L'étroitesse des canaux anciens n'est pas adaptée au passage de si gros navires.

Les canaux de Venise ont presque tous l'âge de la cité, 1000 ans. Bien que rénovés plusieurs fois au fil des siècles, ils demeurent très fragiles et parfaitement inadaptés aux paquebots gigantesques de notre époque. Les plus imposants dépassent les bâtiments de la ville en hauteur comme en largeur. Une invasion visuelle qui n'est pas du goût de tout le monde.

Godzilla est un navire

Les photos qui mettent en lumière l'entrée d'un bateau de croisière dans le canal de la Giudecca sont impressionnantes. La ville apparait miniature, menacée par ce monstre de ferraille blanche.

Pour les écologistes, supprimer les bateaux des canaux vénitiens était à la fois une priorité autant environnementale qu'esthétique.

Le gouvernement a répondu en janvier dernier par une loi dont le but principal était de filtrer le passage des bateaux et interdire ceux dépassant les 96 000 tonnes.
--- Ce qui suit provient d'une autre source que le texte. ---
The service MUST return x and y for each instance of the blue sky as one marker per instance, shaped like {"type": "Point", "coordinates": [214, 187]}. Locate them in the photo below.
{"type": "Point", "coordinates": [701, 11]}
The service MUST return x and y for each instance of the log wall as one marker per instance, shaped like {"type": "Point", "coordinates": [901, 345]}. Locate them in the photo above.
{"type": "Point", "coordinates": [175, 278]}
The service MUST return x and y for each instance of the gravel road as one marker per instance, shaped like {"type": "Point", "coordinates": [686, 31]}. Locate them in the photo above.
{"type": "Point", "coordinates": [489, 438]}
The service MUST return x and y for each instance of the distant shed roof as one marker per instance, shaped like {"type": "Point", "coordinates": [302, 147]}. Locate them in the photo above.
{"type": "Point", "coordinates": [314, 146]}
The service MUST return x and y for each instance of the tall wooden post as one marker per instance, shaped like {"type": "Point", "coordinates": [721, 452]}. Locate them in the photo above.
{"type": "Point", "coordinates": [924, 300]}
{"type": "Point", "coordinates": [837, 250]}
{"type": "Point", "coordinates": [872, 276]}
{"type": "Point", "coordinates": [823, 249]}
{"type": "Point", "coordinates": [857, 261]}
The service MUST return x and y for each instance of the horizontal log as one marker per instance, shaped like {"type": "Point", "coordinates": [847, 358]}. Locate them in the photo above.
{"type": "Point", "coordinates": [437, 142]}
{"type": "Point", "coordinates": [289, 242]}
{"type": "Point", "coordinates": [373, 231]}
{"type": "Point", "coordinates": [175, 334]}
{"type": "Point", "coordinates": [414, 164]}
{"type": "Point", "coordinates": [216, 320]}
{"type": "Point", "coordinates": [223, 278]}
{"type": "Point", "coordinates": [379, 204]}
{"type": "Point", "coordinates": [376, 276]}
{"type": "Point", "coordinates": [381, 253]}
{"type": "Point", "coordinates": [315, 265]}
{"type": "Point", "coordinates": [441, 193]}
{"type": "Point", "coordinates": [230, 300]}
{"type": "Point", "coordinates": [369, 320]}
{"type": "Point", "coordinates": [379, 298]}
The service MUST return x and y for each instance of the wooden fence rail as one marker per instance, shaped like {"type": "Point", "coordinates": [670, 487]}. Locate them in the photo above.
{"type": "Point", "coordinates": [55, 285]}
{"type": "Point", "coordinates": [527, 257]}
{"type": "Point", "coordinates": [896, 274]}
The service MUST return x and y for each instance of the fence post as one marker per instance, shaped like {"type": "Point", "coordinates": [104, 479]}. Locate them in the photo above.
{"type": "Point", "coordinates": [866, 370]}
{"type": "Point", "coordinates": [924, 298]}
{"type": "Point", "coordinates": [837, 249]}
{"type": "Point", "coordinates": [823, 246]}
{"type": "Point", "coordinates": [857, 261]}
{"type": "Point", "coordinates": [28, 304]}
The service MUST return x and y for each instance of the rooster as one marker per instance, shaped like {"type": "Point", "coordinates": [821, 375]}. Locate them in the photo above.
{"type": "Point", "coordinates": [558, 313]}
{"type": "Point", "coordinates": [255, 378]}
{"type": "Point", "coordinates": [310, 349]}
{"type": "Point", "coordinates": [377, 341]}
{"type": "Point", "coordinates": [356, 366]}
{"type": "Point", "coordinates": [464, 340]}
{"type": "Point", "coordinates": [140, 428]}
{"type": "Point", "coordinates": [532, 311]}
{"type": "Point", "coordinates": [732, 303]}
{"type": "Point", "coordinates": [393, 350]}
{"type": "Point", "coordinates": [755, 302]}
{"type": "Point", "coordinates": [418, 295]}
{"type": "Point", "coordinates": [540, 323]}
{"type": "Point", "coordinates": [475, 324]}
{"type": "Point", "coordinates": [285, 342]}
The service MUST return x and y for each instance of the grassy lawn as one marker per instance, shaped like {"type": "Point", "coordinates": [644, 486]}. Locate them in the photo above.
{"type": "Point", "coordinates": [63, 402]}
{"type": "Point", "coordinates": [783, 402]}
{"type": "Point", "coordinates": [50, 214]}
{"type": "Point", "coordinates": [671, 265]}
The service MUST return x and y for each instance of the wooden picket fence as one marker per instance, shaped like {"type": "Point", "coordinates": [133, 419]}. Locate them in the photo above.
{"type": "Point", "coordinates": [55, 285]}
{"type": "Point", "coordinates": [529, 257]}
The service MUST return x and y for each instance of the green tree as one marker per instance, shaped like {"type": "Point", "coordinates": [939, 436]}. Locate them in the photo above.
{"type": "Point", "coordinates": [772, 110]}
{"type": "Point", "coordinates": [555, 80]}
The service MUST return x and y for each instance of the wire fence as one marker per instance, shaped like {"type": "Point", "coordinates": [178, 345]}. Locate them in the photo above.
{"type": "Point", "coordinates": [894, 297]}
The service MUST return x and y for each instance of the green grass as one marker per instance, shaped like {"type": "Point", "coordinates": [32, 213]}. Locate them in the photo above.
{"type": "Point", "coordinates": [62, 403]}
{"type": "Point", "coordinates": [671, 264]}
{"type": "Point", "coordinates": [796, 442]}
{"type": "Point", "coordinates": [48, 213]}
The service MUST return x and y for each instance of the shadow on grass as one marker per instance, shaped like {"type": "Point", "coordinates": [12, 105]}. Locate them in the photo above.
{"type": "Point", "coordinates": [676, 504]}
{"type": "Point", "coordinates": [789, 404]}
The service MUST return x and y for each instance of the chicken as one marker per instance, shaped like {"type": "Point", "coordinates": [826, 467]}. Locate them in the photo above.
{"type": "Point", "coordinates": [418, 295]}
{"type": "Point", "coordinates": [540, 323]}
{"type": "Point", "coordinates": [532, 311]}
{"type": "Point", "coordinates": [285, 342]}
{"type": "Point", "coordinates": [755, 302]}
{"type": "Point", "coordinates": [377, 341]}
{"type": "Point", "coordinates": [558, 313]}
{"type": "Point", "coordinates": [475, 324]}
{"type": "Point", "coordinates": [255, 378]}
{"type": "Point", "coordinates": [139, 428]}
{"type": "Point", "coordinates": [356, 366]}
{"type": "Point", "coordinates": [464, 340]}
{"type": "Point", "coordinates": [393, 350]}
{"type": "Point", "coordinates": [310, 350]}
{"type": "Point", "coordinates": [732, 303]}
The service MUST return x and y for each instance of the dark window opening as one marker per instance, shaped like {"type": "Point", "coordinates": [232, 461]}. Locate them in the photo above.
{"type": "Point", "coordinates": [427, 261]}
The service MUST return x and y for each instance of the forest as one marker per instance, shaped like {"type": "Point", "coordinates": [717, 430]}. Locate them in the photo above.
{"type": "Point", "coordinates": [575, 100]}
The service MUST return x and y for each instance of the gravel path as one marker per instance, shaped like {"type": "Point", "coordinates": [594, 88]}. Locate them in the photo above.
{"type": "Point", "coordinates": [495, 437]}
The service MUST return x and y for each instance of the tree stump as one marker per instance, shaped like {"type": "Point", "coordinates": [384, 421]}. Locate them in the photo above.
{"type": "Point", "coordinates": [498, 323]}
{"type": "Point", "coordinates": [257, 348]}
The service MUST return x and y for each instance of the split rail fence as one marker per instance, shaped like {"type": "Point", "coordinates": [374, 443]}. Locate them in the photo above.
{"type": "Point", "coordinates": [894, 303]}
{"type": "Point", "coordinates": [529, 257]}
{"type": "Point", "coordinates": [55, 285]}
L'interdiction devait entrer en vigueur en novembre 2014. Pour le moment, seul le filtrage a été mis en pratique.

Les profits avant tout

Si les écologistes se sont réjouis de voir la ville enfin protégée, les professionnels du tourisme, eux, ont fait grise mine.

La Place Saint-Marc est une visite particulièrement prisée des itinéraires en croisières, désormais privées de leur halte spéciale.

De plus, certaines villes industrielles de la province de Venise, comme Porto Marghera, ont besoin des bateaux de croisière pour subsister. La disparition des croisiéristes pourrait à long terme avoir des retours désastreux sur leurs recettes.

Par conséquent, le heurt économique potentiel a finalement eu raison des considérations écologiques du gouvernement. Depuis janvier 2014, près de 20% des bateaux ont déjà été « interdis de séjour » dans le bassin vénitien. C'est proportionnellement 20% de bénéfices touristiques en moins. Après les dégradations engendrées par les violentes tempêtes des mois précédents, la ville de Venise ne peut se permettre de perdre davantage d'argent.

De fait, le bannissement vient d'être levé, et la loi abrogée. Motif officiel : les inquiétudes des écologistes sont infondées, il n'y a, à l'heure actuelle, aucune preuve tangible de dégâts éventuels causés par les navires.

Les écologistes, mécontents de ce désengagement soudain, ne désespèrent pas de trouver une solution pour épargner la ville et la Place Saint-Marc. L'idée de créer une route spéciale pour les gros bateaux, et ainsi préserver les anciens canaux, a été envisagée mais pas encore approuvée.

Pour le moment, seule une suspension « temporaire » a été accordée. Le texte devrait être réexaminé en Juin.

Un retour à la République Vénitienne ?

Un comité de Vénitiens très insatisfaits de l'inconstance du gouvernement, a d'ailleurs fait savoir qu'il était prêt à user d'un référendum pour se séparer de l'Italie et redonner à Venise l'indépendance qu'elle avait perdu face à Napoléon en 1797. Selon un sondage, le comité serait soutenu par 60% des habitants.